Hidden genetic blueprints may explain why Lyme disease severity varies worldwide
Researchers have mapped the plasmid genes—extra-chromosomal DNA fragments—that Lyme bacteria carry, revealing dramatic variation that could explain why some strains cause worse disease than others. The findings open a path to predicting which Lyme variants pose the greatest public health risk and could reshape how clinicians and public health officials respond to regional outbreaks.

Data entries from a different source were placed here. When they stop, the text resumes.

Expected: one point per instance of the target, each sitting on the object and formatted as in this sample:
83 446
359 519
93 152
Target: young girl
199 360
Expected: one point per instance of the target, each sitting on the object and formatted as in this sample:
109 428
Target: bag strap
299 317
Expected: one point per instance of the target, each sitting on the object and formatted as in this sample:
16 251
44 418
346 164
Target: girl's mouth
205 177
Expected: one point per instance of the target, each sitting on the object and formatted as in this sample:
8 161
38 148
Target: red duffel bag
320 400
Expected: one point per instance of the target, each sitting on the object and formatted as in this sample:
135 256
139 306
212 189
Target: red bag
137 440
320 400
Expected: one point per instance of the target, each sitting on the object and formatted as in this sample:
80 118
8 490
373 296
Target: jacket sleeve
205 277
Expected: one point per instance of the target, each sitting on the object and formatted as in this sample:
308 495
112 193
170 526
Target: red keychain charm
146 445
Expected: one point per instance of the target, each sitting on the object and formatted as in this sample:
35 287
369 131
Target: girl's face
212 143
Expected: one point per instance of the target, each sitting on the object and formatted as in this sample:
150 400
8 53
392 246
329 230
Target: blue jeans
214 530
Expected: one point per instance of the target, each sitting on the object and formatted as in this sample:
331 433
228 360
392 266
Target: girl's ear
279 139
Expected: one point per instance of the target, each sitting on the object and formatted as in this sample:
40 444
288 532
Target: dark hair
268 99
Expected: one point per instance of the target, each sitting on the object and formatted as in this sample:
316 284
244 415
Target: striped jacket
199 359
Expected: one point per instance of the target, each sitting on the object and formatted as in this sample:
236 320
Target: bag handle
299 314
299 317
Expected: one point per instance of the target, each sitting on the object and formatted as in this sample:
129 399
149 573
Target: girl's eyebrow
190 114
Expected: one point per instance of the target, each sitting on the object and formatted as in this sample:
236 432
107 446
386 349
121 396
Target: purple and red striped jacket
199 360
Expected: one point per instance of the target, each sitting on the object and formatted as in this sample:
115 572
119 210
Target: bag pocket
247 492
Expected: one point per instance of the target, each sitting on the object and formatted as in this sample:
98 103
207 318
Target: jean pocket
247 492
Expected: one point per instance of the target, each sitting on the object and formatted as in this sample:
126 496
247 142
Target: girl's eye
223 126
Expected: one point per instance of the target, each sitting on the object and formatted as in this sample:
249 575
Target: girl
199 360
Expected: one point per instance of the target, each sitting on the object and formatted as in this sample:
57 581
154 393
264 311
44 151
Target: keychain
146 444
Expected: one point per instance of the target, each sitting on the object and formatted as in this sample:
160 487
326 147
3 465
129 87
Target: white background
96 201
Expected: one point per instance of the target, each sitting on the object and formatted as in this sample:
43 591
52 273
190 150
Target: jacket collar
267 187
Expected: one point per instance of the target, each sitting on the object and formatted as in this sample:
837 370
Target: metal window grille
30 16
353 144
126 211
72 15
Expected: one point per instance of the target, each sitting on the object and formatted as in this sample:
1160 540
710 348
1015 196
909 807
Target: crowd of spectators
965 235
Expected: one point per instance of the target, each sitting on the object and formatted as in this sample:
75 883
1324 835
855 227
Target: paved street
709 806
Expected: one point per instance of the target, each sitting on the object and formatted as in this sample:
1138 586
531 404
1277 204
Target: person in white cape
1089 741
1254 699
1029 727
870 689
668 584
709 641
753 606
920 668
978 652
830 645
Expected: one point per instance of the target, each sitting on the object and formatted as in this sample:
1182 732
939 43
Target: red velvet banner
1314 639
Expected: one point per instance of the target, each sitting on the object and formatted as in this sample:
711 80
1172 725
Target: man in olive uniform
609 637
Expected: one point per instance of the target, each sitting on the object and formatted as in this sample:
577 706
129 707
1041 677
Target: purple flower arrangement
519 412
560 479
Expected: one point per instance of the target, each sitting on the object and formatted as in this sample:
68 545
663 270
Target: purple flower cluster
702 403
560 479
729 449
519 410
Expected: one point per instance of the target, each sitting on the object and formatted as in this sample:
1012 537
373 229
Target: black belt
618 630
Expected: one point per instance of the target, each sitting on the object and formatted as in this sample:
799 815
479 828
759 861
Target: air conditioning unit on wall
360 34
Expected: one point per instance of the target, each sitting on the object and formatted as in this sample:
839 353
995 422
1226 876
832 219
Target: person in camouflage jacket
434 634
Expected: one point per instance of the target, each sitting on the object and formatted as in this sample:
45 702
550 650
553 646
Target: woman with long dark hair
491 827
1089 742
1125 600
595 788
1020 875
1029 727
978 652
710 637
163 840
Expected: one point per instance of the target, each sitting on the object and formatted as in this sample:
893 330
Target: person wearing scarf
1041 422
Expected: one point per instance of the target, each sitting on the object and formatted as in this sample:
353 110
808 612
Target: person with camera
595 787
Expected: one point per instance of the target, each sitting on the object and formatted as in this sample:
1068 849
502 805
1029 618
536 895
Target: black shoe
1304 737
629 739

Originaltitel: The wild, wild west of plasmids: First insights into comparative genomics of Borrelia burgdorferi sensu lato
Lyme borreliosis is caused by species of the Borrelia burgdorferi sensu lato complex. Genospecies vary in human pathogenicity, reservoir host and tick vector adaptation. What causes these differences is currently unknown, but some answers are likely to be found within the fragmented genomes containing linear and circular plasmids (and even fusions). These plasmids are highly variable and challenging to reconstruct completely. We aimed to analyze plasmid presence/absence and to identify trends in plasmid numbers and/or types associated with specific ecological adaptations or pathogenic potentials. For this, we used the most complete, reliable, and currently available 86 B. burgdorferi s.l. genomes (30 newly sequenced, 56 publicly available) belonging to 21 of the 28 known species. The plasmid types per isolate vary from 6-21 (median: 12) and linear plasmid numbers (3-12, median: 7) are significantly higher than circular plasmids (2-11, median: 5). The only plasmids found in all isolates are lp54 and cp26 and only a few species- or population-specific plasmids are identified, demonstrating the high variability. Species with smaller plasmid counts (median < 11) tend to have fewer lp28 and cp32 plasmids than larger plasmid counts species (median ≥ 15). Significantly higher total and circular plasmid numbers are found in rodents-only compared to birds-only associated species. Interestingly, plasmid numbers are not significantly reduced in species associated with a single reservoir host/vector compared to multiple. Analyses of the plasmid-location of the vls/vlsE antigenic variation system highlighted the dynamic nature of B. burgdorferi s.l. plasmids. Surprisingly, whilst the plasmid repertoire of B. burgdorferi s.l. is very plastic and variable, our analyses rarely reveal plasmids associated with specific ecological adaptations or pathogenic potentials. However, some plasmids were more frequently found in one of the groups and will be of interest for gene-based analyses that will be required for further progress in this research area.